Ce n'était pas qu'un bâtiment. Notre-Dame de Paris a fait partie de la vie de beaucoup de gens dans la capitale australienne – et ils disent que ce sera le retour.

Ils se souviennent de leur enfance, y étant pris par leurs parents.

Et, adolescents romantiques, ils se souviennent s'être assis sur les rochers durs des rives de la Seine, sirotant du vin et contemplant la gloire de la cathédrale, fascinés par sa présence monumentale.

Et puis la réalité brutale d'aujourd'hui.

La réalisatrice Véronique Danjou avec des enfants d’âge préscolaire franco-australien âgés de trois ans. Front de gauche à droite: Marcus, Celia, Emanuelle, Max et Camille. De gauche à droite: Celeste, Ella et Meredith. Photo: Jamila Toderas.

La réalisatrice Véronique Danjou avec des enfants d’âge préscolaire franco-australien âgés de trois ans. Front de gauche à droite: Marcus, Celia, Emanuelle, Max et Camille. De gauche à droite: Celeste, Ella et Meredith. Photo: Jamila Toderas.

Certains se sont levés toute la nuit et ont vu le feu se propager et d'autres se sont réveillés pour s'informer de la destruction.

"C'est en fait une tragédie", a déclaré l'un des membres du personnel des écoles publiques françaises, le lycée franco-australien de Canberra. "Nous avons passé la nuit à regarder les informations."

Véronique Danjou, directrice du jardin d'enfants franco-australien de la ville, a déclaré qu'elle avait été emmenée à la cathédrale alors qu'elle était enfant de ses parents – tous les écoliers français l'ont été.

Elle a fait le même pèlerinage avec ses enfants australiens lorsque sa famille a visité Paris.

Les parents de son école ACT étaient venus dans la matinée et avaient exprimé leur choc.

Elle était heureuse d'apprendre qu'il y avait une intention de reconstruire, mais elle a estimé qu'il ne serait pas possible de revenir à ce qu'elle était: l'arbre sur le toit, par exemple, était là depuis des siècles, du travail d'artisans inconnus.

Les flammes et la fumée montent lorsque le germe de la cathédrale Notre-Dame s’effondre lundi à Paris.
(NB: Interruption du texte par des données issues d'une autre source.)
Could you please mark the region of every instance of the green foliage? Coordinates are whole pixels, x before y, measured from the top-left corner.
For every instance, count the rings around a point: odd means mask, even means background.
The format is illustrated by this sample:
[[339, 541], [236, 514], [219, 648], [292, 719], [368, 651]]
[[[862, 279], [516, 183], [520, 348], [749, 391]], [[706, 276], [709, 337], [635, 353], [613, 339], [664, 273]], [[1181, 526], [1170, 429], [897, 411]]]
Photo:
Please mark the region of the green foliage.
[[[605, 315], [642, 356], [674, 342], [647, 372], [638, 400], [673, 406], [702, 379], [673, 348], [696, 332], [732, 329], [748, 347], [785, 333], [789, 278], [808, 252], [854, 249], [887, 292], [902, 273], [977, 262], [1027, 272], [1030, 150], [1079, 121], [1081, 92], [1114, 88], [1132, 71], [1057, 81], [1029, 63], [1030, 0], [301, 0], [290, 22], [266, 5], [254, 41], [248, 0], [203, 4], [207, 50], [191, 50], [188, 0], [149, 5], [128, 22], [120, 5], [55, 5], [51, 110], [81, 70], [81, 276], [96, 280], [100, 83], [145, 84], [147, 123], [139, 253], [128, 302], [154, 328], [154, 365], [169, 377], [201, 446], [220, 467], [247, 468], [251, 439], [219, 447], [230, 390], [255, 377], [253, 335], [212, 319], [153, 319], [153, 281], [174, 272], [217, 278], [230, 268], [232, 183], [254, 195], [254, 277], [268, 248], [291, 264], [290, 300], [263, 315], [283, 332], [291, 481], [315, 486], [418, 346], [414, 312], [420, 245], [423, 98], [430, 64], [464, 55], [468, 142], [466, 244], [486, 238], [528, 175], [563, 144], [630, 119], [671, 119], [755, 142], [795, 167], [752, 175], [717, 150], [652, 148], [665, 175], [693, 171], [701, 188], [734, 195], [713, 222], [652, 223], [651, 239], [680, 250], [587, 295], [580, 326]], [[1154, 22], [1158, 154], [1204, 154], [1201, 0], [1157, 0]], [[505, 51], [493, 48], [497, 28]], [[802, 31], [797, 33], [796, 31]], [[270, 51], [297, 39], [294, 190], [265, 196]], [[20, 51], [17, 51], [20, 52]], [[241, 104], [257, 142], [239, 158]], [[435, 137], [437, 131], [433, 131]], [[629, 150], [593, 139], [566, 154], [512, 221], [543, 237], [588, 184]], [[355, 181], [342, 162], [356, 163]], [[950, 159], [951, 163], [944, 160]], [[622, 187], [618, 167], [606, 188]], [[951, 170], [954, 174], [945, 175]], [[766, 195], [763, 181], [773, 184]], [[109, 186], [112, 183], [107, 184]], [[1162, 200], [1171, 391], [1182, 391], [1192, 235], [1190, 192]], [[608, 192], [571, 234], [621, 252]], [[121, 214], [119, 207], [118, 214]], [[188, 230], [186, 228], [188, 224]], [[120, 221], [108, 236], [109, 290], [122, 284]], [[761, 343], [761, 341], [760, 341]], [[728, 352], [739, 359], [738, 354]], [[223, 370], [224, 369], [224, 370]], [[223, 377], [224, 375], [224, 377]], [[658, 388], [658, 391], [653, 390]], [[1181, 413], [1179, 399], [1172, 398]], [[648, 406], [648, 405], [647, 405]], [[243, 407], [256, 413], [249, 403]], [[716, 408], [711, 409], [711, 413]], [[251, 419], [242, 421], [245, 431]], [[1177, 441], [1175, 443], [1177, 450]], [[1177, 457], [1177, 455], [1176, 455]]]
Photo: AP Photo / Diana Ayanna.

Les flammes et la fumée montent lorsque le germe de la cathédrale Notre-Dame s’effondre lundi à Paris. Photo: AP Photo / Diana Ayanna.

À bien des égards, c'était l'histoire de son pays d'origine – l'empereur Napoléon, par exemple, y fut couronné.

"Il ne peut pas être remplacé. C'était unique et c'est parti", a-t-elle déclaré. "Ce ne sera plus jamais pareil."

D'autres étaient moins pessimistes. Le Dr Leslie Barnes, qui dirige le programme d'études français à l'Université nationale australienne, a déclaré que Paris avait été victime d'inondations, d'incendies et de guerres, "mais la ville s'est mobilisée et a reconstruit les choses".

"Ce sera différent et triste, mais ce sera toujours le cas, comme Phoenix", a-t-elle déclaré.

"C'est le coeur de Paris … l'histoire de Paris est entièrement dans ce bâtiment. C'est vraiment la ville."

Paris est une ville basse avec la cathédrale dans le coeur. "De la rive gauche, qui était mon côté de Paris, il domine le paysage", a déclaré le Dr Barnes.

"Nous avions l'habitude de nous asseoir sur le quai avec un verre de vin et de penser à la taille et à la splendeur. C'est vraiment la ville."

Elle a dit qu'il y avait quelque chose de mystérieux dans le bâtiment, surtout dans son intérieur sombre.

Elle se souvint d'avoir vu les sculptures sur bois. L'ancienne voûte d'un navire était à la fois froide, quand elle s'en souvenait, à cause de la côte physique du temps, mais aussi chaleureuse et attrayante à cause de son histoire.

Le Dr Barnes a aimé la devise de Paris: "Elle a été projetée, mais elle ne coule pas", comme une traduction approximative.

"Cette destruction est dévastatrice", a-t-elle déclaré. "Mais la cathédrale est debout.

"Le coeur de Paris continue de battre."